Профессор оглянулся и нахмурился.

— Оставь нас одних, дорогая,- сказал мистер Никсон.- Нам нужно обсудить с Леопардом устройство здесь его лаборатории.

— Здесь? Вы с ума сошли?- эти последние слова старого профессора услышала Амелия, плотно закрывая за собой дверь.

Она стояла на ветру,задерживая дыхание.Ей было очень интересно, чем кончится разговор в салоне. На корме, прислоняясь к реллингам, стоял гориллообразный Билл.Амелия не узнала в нем одного из тех гангстеров,которые когда-то похищали ее.

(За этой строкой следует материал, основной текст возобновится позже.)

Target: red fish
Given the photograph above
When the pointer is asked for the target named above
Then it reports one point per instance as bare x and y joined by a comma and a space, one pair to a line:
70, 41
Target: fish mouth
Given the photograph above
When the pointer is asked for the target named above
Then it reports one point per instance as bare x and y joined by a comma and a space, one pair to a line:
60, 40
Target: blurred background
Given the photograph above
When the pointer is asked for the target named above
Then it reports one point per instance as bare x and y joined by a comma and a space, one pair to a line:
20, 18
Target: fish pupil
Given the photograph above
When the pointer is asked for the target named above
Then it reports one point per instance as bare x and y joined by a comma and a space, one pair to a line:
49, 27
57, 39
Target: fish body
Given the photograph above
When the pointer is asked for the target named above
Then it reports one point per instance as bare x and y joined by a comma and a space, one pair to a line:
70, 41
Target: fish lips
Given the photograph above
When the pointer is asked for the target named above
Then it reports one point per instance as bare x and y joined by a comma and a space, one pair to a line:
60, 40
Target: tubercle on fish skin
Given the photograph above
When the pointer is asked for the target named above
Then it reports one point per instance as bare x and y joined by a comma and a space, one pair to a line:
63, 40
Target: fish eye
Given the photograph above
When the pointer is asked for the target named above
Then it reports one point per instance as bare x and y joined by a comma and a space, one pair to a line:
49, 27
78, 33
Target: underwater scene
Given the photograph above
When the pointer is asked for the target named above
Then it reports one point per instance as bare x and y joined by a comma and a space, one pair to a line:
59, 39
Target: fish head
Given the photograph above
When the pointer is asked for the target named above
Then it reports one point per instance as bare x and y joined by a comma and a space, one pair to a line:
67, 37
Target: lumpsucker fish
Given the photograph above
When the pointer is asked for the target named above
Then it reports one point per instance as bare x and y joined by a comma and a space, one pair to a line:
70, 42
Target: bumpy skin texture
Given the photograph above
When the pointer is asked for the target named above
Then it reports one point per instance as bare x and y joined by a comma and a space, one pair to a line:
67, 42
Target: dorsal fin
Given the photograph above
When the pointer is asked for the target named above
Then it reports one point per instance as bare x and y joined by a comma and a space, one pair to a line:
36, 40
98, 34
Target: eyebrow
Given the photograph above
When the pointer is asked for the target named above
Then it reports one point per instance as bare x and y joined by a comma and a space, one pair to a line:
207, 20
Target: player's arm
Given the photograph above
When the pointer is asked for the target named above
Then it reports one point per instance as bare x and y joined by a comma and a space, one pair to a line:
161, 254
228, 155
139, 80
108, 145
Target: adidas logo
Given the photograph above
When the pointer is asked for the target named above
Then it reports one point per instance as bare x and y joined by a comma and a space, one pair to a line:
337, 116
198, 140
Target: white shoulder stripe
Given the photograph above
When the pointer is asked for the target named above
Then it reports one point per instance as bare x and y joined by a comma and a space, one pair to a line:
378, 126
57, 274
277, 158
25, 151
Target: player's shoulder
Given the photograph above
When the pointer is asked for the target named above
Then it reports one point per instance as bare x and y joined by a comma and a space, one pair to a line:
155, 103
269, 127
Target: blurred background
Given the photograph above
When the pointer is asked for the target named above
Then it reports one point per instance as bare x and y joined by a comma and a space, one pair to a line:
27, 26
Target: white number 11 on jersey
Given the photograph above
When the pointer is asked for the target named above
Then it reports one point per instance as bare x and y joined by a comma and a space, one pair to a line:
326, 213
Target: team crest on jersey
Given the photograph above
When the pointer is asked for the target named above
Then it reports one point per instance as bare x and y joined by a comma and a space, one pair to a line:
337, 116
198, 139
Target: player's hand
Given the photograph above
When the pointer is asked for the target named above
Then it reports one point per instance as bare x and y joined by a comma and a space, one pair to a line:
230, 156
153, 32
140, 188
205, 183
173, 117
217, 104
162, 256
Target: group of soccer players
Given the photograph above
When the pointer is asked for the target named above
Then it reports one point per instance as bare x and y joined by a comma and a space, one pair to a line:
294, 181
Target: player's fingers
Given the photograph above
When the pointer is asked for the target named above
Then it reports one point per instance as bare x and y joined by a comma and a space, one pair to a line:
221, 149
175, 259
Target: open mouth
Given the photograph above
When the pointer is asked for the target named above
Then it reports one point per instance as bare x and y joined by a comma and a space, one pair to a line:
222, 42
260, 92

Слишком много времени прошло!…

Расхаживая по палубе, она пожалела, что не взяла темных очков. Эти ужасные льды, покрытые сверкающим снегом, могут ослепить… И глаза щурятся. От этого появляется много лишних морщинок у глаз.

Джордж Никсон вышел из салона, зло захлопнув за собой дверь.

Амелия бросилась к нему.

— Он объявил голодовку!.- сказал мистер Джордж Никсон и, повернувшись спиной, побрел по палубе.

Где-то близко раздался гневный рокот. На глазах у испуганной Амелии поднялся зубчатый горб льда. Что-то захрустело под палубой.

Это ломались шпангоуты. Ледяной вал дошел до яхты.

Амелия, вся в слезах, бессильно опустилась в шезлонг.